Partial w.r.t. $x$: differentiate $x^3 \to 3x^2$, $-3xy \to -3y$, $y^3 \to 0$.

$-3x + 3y^2$

Partial w.r.t. $y$: $x^3 \to 0$, $-3xy \to -3x$, $y^3 \to 3y^2$.

Hessian of the cubic

$6x$

Second partial $\partial^2 f / \partial x^2$ — differentiate $3x^2 - 3y$ again in $x$.

$-3$

Mixed partial — $\partial/\partial y$ of $3x^2 - 3y$, or equivalently $\partial / \partial x$ of $-3x + 3y^2$.

$6y$

Second partial $\partial^2 f / \partial y^2$.

Double integral as iterated integral

$R$

A region in the plane, perhaps described as "$a \le x \le b$ and $c(x) \le y \le d(x)$."

$dA$

An infinitesimal area element — the 2D analogue of $dx$. In $(x,y)$ coordinates, $dA = dx \, dy$.

$\iint_R$

"Double integral over $R$." The two integral signs mean we integrate in two dimensions.

$\int_{c(x)}^{d(x)} \, dy$

Inner integral: integrate out $y$ first, treating $x$ as fixed.

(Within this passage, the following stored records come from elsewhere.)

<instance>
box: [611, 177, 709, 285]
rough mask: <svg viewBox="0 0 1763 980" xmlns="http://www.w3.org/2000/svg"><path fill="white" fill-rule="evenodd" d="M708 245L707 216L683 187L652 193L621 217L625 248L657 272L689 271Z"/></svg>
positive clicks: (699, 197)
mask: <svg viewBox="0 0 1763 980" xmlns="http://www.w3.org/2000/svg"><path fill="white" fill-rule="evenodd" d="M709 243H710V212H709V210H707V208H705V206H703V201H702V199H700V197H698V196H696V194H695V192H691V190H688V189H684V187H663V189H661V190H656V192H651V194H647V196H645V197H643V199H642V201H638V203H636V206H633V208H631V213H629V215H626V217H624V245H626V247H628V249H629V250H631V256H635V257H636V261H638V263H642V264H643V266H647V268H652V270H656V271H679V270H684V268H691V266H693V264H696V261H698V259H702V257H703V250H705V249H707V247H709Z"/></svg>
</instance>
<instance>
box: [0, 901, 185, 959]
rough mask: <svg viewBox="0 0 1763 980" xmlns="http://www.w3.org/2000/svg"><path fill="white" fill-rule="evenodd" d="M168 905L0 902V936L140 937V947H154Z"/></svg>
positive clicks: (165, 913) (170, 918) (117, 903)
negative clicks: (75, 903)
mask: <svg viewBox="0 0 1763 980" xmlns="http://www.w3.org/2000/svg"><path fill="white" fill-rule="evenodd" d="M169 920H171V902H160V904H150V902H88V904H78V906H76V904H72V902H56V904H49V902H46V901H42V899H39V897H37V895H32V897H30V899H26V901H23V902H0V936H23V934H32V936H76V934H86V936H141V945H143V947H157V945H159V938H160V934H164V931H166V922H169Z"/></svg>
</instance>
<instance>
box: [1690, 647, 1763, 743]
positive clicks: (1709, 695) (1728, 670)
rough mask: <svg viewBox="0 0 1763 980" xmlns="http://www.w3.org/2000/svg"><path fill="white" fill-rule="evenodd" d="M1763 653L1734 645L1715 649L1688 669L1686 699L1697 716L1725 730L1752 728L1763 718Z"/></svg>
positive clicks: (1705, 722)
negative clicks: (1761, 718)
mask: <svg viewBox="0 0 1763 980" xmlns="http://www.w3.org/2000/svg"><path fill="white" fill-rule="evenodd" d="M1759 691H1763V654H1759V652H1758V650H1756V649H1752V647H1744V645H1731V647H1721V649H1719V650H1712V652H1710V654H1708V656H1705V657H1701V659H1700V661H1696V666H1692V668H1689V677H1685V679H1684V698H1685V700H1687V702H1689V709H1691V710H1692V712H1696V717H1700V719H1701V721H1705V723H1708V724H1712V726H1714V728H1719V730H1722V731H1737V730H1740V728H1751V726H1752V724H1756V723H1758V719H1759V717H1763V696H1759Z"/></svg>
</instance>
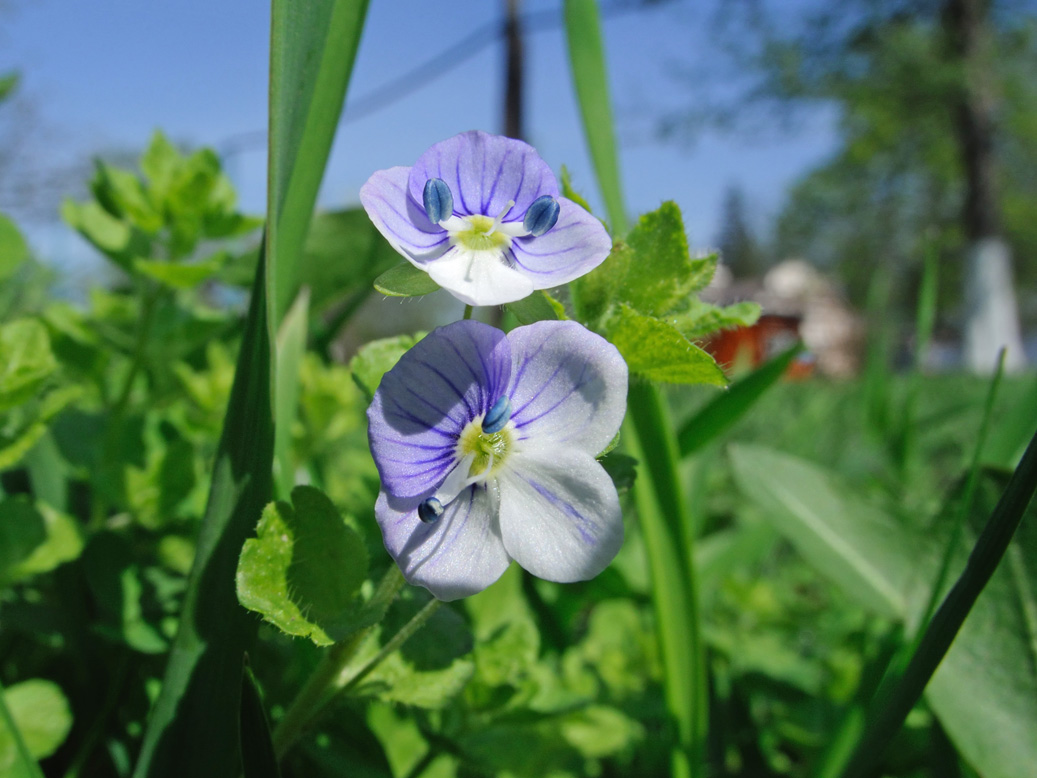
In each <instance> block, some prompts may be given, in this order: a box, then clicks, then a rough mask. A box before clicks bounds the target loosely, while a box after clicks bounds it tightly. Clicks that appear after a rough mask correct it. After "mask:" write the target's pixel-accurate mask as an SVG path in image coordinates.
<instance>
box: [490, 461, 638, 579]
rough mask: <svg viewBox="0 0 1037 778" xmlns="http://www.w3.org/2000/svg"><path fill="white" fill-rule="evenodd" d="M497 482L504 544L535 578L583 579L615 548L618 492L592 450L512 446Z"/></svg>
mask: <svg viewBox="0 0 1037 778" xmlns="http://www.w3.org/2000/svg"><path fill="white" fill-rule="evenodd" d="M498 482H499V484H500V490H501V509H500V510H501V513H500V523H501V535H502V536H503V538H504V548H505V549H506V550H507V553H508V555H509V556H511V558H512V559H514V560H515V561H516V562H519V564H521V565H522V566H523V567H525V568H526V569H528V571H529V572H530V573H532V574H533V575H534V576H536V577H537V578H543V579H546V580H549V581H560V582H563V583H565V582H570V581H586V580H587V579H590V578H593V577H594V576H596V575H597V574H598V573H600V572H601V571H602V569H605V568H606V567H607V566H608V564H609V562H611V561H612V559H613V558H614V557H615V556H616V554H617V553H618V552H619V547H620V546H621V545H622V543H623V518H622V513H621V512H620V509H619V498H618V497H617V495H616V488H615V487H614V485H613V484H612V479H611V478H610V477H609V475H608V473H606V472H605V469H604V468H602V467H601V466H600V465H598V464H597V462H596V461H595V460H594V457H593V456H591V455H590V454H585V453H581V452H579V451H568V450H554V451H536V452H533V453H529V452H526V451H522V452H515V453H514V454H512V455H511V456H510V457H509V459H508V463H507V467H506V468H504V469H503V470H502V471H501V473H500V474H499V475H498Z"/></svg>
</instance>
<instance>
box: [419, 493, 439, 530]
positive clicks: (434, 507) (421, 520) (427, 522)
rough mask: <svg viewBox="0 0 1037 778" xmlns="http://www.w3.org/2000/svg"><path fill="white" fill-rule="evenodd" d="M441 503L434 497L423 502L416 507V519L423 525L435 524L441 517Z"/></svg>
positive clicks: (435, 523)
mask: <svg viewBox="0 0 1037 778" xmlns="http://www.w3.org/2000/svg"><path fill="white" fill-rule="evenodd" d="M443 510H444V508H443V503H442V502H440V501H439V500H437V499H436V498H435V497H429V498H428V499H427V500H423V501H422V502H421V503H419V505H418V518H419V519H420V520H421V521H422V522H424V523H425V524H436V522H438V521H439V520H440V517H441V516H443Z"/></svg>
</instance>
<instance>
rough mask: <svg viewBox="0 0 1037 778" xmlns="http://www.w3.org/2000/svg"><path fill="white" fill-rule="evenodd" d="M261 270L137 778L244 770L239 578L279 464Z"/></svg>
mask: <svg viewBox="0 0 1037 778" xmlns="http://www.w3.org/2000/svg"><path fill="white" fill-rule="evenodd" d="M265 267H267V263H265V258H264V256H263V255H262V254H260V257H259V263H258V266H257V267H256V278H255V283H254V284H253V287H252V302H251V304H250V305H249V314H248V319H247V322H246V325H245V338H244V341H243V342H242V350H241V353H240V354H239V357H237V368H236V370H235V372H234V384H233V387H232V388H231V391H230V400H229V402H228V404H227V415H226V417H225V420H224V427H223V435H222V436H221V438H220V445H219V447H218V449H217V453H216V461H215V463H214V465H213V482H212V487H211V488H209V495H208V504H207V506H206V508H205V518H204V520H203V521H202V525H201V530H200V532H199V534H198V547H197V551H196V555H195V561H194V566H193V567H192V568H191V575H190V577H189V579H188V588H187V592H186V594H185V598H184V608H183V611H181V614H180V626H179V630H178V631H177V633H176V640H175V641H174V643H173V648H172V652H171V655H170V658H169V664H168V665H167V666H166V675H165V678H164V680H163V685H162V691H161V693H160V694H159V698H158V700H156V703H155V707H153V708H152V711H151V716H150V719H149V721H148V727H147V731H146V732H145V733H144V743H143V745H142V747H141V754H140V758H139V760H138V762H137V768H136V770H135V771H134V776H135V778H145V776H146V777H147V778H167V777H168V778H181V777H183V776H186V775H190V776H192V778H205V777H206V776H213V778H225V776H228V775H235V774H236V772H237V769H239V765H237V762H239V754H237V728H239V699H240V696H241V684H242V680H241V662H242V656H243V654H244V651H245V649H246V648H247V647H248V644H249V643H250V642H251V640H252V639H253V637H254V635H255V630H256V620H255V619H254V618H253V617H252V616H251V615H250V614H249V613H248V612H247V611H246V610H245V609H244V608H242V607H241V606H240V605H239V604H237V594H236V591H235V587H234V572H235V571H236V568H237V556H239V554H240V553H241V550H242V545H243V544H244V543H245V538H246V537H247V536H248V535H249V534H250V533H251V532H252V529H253V528H254V527H255V524H256V521H257V519H258V517H259V515H260V513H261V512H262V508H263V505H265V504H267V503H268V502H269V501H270V496H271V473H272V470H273V461H274V418H273V414H272V411H271V409H272V406H271V381H270V378H271V368H270V363H271V344H270V340H269V329H268V327H267V300H265V295H264V289H265V284H264V279H265V273H264V271H265Z"/></svg>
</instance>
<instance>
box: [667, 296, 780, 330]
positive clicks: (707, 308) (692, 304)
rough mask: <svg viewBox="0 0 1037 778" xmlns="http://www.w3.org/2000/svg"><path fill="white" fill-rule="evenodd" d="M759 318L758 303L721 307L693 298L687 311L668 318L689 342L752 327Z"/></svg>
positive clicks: (683, 311)
mask: <svg viewBox="0 0 1037 778" xmlns="http://www.w3.org/2000/svg"><path fill="white" fill-rule="evenodd" d="M759 317H760V306H759V305H758V304H757V303H750V302H741V303H733V304H732V305H727V306H723V307H721V306H717V305H711V304H710V303H703V302H702V301H701V300H697V299H694V298H692V300H691V301H690V304H689V306H688V309H686V310H684V311H681V312H680V313H676V314H673V315H672V316H667V321H669V322H672V324H673V326H674V327H676V328H677V329H678V330H680V332H681V333H683V335H684V337H685V338H688V339H689V340H698V339H699V338H703V337H706V336H707V335H711V334H712V333H714V332H717V331H718V330H729V329H732V328H735V327H751V326H752V325H754V324H756V321H757V319H758V318H759Z"/></svg>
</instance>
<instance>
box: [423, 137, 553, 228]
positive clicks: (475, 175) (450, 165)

Result is a function of $x$.

$\int_a^b \, dx$

Outer integral: integrate the result over $x$. Turns the function of $x$ into a number.

Fubini's theorem. For any reasonable integrand and region, you can do the two integrals in either order and get the same answer. "Reasonable" covers essentially everything on this site.

Change of variables in 2D

$\mathbf{g}$

The coordinate transformation: $\mathbf{g}(u,v) = (x(u,v), y(u,v))$.

$R'$

The pre-image of $R$ under $\mathbf{g}$ — the same region, described in $(u,v)$ coordinates.

$\mathbf{J}_{\mathbf{g}}$

The $2 \times 2$ Jacobian matrix of $\mathbf{g}$. Its determinant measures how much $\mathbf{g}$ stretches or squishes area near the point.

$|\det \mathbf{J}_{\mathbf{g}}|$

Absolute value of the determinant. The absolute value is there because orientation doesn't matter for measuring area.

Example. Polar coordinates: $x = r\cos\theta$, $y = r\sin\theta$, and $\det \mathbf{J} = r$. That's where the $r \, dr \, d\theta$ you memorized comes from — it is literally the Jacobian determinant of the polar transformation.

Lagrange condition

$f$

The objective function you want to optimize.

$g$

The constraint function. The constraint is "$g = 0$" — a level curve of $g$.

$\mathbf{x}^*$

A candidate optimum on the constraint surface.

$\lambda$

The Lagrange multiplier — an unknown scalar you solve for alongside $\mathbf{x}^*$. Its sign tells you which way along the constraint the objective is increasing.

$\nabla f = \lambda \nabla g$

"The gradient of $f$ is parallel to the gradient of $g$." Geometrically: the level curve of $f$ is tangent to the constraint curve at the optimum.

Why it works. If the level curve of $f$ crossed the constraint transversally at $\mathbf{x}^*$, you could walk along the constraint in one direction and increase $f$. So at an optimum, the two curves must be tangent, which is the same as saying their normals (i.e., their gradients) are parallel. That parallelism is exactly $\nabla f = \lambda \nabla g$.

Gradients of objective and constraint

$(y, x)$

Gradient of $xy$: partial w.r.t. $x$ is $y$, partial w.r.t. $y$ is $x$.

$(1, 1)$

Gradient of the linear constraint $x + y - 1$: both partials are 1.

A generic supervised loss

$\mathcal{L}(\theta)$

The scalar training loss as a function of the parameter vector $\theta$. This is the scalar field we're descending.

$\theta$

The parameter vector — all weights and biases stacked into one long vector in $\mathbb{R}^n$ with $n$ potentially in the billions.

$N$

The number of training examples in a batch.

$(\mathbf{x}_i, \mathbf{y}_i)$

The $i$-th training input and its target. $\mathbf{x}_i$ might be an image, $\mathbf{y}_i$ its label.

$\text{net}_\theta$

The network — a composition of many layers, each parameterised by a slice of $\theta$.

$\ell$

A per-example loss (cross-entropy, squared error, etc.). Scalar-valued.

So what do we do with it? Compute $\nabla_\theta \mathcal{L}$ (a vector the size of $\theta$), take a step in the direction $-\nabla_\theta \mathcal{L}$ (steepest descent, §4), repeat. That's the whole algorithm — gradient descent. Every improvement (momentum, Adam, second-order methods, natural gradient) is a modification to this loop that uses more information about the loss landscape to take better steps.